以下は弊社の @ujihisa がまとめた、5段階の「分からないことを表明する力」モデルです。便利なので引用します。
1. 何もわからないし質問もできない
2. 何もわからないし何が分からないか分からないから質問できない (無知の知)
3. 何もわからないけど、わからないことを質問することはできる。ただ、議論の流れをぶったぎってしまう
4. 何もわからないけど、適切な質問をすることはできる。ただ、議論の流れをぶったぎってしまう
5. 何もわからないけど、議論の流れをぶったぎらずに、適切な質問をすることができる
応募者が面談担当者よりも応募先の会社について詳しいことはほぼないので、面談内における応募者の振る舞いはこの中の1~3であることがほとんどです。
4,5のような振る舞いを期待しすぎないようにしましょう。
応募者を評価しようとしない
カジュアル面談は選考とは別であると位置づけているにも関わらず、採用活動の一環として色々な方にお会いしていると無意識のうちにカジュアル面談応募者と本選考応募者を混同して比較・評価してしまうことがあります。
「すごい質問がいっぱい来る、優秀なエンジニアに違いない」 「質問があまりない、弊社に興味ないのかな」
ふいにこうした感想を抱いてしまうのは仕方ないですが、カジュアル面談の目的を忘れないように立ち返りましょう。
わからないことはわからないという
自分が詳しくない技術領域や複雑な人事制度について聞かれるなど、候補者からの質問に答えられないことがあります。
会社の顔としてカジュアル面談に出るとなると「答えられないのは心証がよくない、なにか答えなきゃ」と感じてしまうこともありますが、てきとうに答えた内容が間違っている方が重篤な問題です。
わからないことは素直にわからないと表明して、「必要であれば面談後に確認して回答する」旨を候補者に伝えましょう。
面談担当者の標準化
弊社のカジュアル面談担当者は慣れるまでは2名のペアで面談を数回こなします。他の面談担当からのフォローなしにカジュアル面談を執り行えるようになったあとは1人で臨むことになります。
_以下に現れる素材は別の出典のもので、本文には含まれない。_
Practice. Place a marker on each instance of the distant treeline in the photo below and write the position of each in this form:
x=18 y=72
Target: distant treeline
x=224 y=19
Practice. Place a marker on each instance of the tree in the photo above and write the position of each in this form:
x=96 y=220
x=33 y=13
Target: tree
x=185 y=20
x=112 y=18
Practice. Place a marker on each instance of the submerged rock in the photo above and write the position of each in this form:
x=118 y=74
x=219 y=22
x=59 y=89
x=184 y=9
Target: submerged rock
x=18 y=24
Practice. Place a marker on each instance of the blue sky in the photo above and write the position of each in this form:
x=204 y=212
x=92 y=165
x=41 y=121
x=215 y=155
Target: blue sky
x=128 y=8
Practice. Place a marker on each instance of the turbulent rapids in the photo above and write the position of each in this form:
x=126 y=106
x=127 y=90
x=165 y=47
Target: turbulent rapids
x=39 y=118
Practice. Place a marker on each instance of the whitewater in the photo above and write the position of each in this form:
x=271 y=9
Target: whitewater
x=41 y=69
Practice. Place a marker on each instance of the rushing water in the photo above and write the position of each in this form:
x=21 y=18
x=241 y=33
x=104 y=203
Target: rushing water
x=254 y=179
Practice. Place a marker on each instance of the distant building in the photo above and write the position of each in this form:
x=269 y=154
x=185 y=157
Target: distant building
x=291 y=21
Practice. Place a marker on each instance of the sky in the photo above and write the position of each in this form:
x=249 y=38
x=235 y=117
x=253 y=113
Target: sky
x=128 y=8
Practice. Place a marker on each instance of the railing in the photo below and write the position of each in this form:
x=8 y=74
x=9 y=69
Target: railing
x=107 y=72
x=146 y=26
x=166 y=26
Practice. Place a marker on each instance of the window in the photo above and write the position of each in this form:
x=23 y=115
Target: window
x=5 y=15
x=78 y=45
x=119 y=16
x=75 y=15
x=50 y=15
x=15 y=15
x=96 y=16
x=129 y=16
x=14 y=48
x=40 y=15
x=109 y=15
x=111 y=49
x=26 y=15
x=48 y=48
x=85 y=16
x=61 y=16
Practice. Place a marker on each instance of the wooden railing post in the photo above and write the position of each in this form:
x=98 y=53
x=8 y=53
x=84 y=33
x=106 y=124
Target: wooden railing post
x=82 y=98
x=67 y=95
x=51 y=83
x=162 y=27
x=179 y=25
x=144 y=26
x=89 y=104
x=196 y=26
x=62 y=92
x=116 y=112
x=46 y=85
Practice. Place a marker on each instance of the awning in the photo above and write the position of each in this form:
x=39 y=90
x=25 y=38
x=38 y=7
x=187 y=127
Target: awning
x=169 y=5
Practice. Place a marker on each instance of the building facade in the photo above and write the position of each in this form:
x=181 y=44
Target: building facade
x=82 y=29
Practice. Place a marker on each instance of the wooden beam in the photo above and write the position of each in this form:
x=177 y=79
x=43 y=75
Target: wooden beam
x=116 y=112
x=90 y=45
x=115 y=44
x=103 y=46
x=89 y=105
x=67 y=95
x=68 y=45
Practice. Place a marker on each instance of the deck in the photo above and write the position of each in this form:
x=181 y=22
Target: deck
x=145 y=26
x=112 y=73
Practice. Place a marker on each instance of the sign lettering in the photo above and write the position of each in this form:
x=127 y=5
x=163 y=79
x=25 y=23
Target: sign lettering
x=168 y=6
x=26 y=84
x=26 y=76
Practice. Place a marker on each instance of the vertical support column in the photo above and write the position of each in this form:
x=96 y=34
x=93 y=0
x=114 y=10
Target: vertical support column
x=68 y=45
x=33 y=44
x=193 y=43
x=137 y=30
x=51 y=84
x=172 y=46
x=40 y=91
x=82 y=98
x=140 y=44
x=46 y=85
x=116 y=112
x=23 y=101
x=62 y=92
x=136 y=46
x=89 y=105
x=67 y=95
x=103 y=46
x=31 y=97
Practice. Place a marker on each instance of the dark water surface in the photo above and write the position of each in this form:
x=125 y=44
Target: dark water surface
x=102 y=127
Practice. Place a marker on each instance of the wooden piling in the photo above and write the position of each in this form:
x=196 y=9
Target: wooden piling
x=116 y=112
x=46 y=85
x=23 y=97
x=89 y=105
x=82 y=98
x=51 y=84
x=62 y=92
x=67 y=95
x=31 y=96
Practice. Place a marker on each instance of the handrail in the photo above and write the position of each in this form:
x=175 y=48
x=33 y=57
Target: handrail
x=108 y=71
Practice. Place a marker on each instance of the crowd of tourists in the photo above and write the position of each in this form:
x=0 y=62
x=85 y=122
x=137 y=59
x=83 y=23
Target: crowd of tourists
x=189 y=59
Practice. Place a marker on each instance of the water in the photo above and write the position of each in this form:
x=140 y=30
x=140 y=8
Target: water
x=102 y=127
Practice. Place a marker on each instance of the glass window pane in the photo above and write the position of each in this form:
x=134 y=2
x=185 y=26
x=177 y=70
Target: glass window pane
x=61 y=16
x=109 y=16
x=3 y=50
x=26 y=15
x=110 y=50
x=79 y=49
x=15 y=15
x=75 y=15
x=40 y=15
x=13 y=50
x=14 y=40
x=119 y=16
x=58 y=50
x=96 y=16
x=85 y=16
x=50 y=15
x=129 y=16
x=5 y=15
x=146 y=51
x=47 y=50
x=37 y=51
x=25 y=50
1人で面談を行うのはなかなか緊張しますが、面談担当者に依存せずに面談の質を担保できるように用意された Google Docs のテンプレートがその不安を少しは緩和してくれます。
テンプレート内でも期待値調整の重要性を強調しています
このフレームワークは大きな逸脱を防ぐことだけでなく、新任の担当がカジュアル面談のやり方を確認するのにも一役買っています。
また、良い振る舞いや面談ベストプラクティスが発見されたらこのテンプレートに追記したりもしています。
おわりに
弊社 Quipper は手探りではありますが、このようにカジュアル面談を行ったり改善したりしています。
書き始めたら筆が"ノ"ってしまい5,000字を超える内容になってしまいました。この長文が発する圧迫感のせいで「Quipper のカジュアル面談はお硬そう…」のような印象を持たれていないかやや心配ですが、実際には人間同士の暖かみのあるコミュニケーションが行われています。
最後に、私が行ったカジュアル面談で最も印象深かったできごとを紹介します。それはカジュアル面談に参加された方に以下のような tweet をしていただけたことです。
MasaruTechさんより tweet の掲載許可をいただきました。ありがとうございます!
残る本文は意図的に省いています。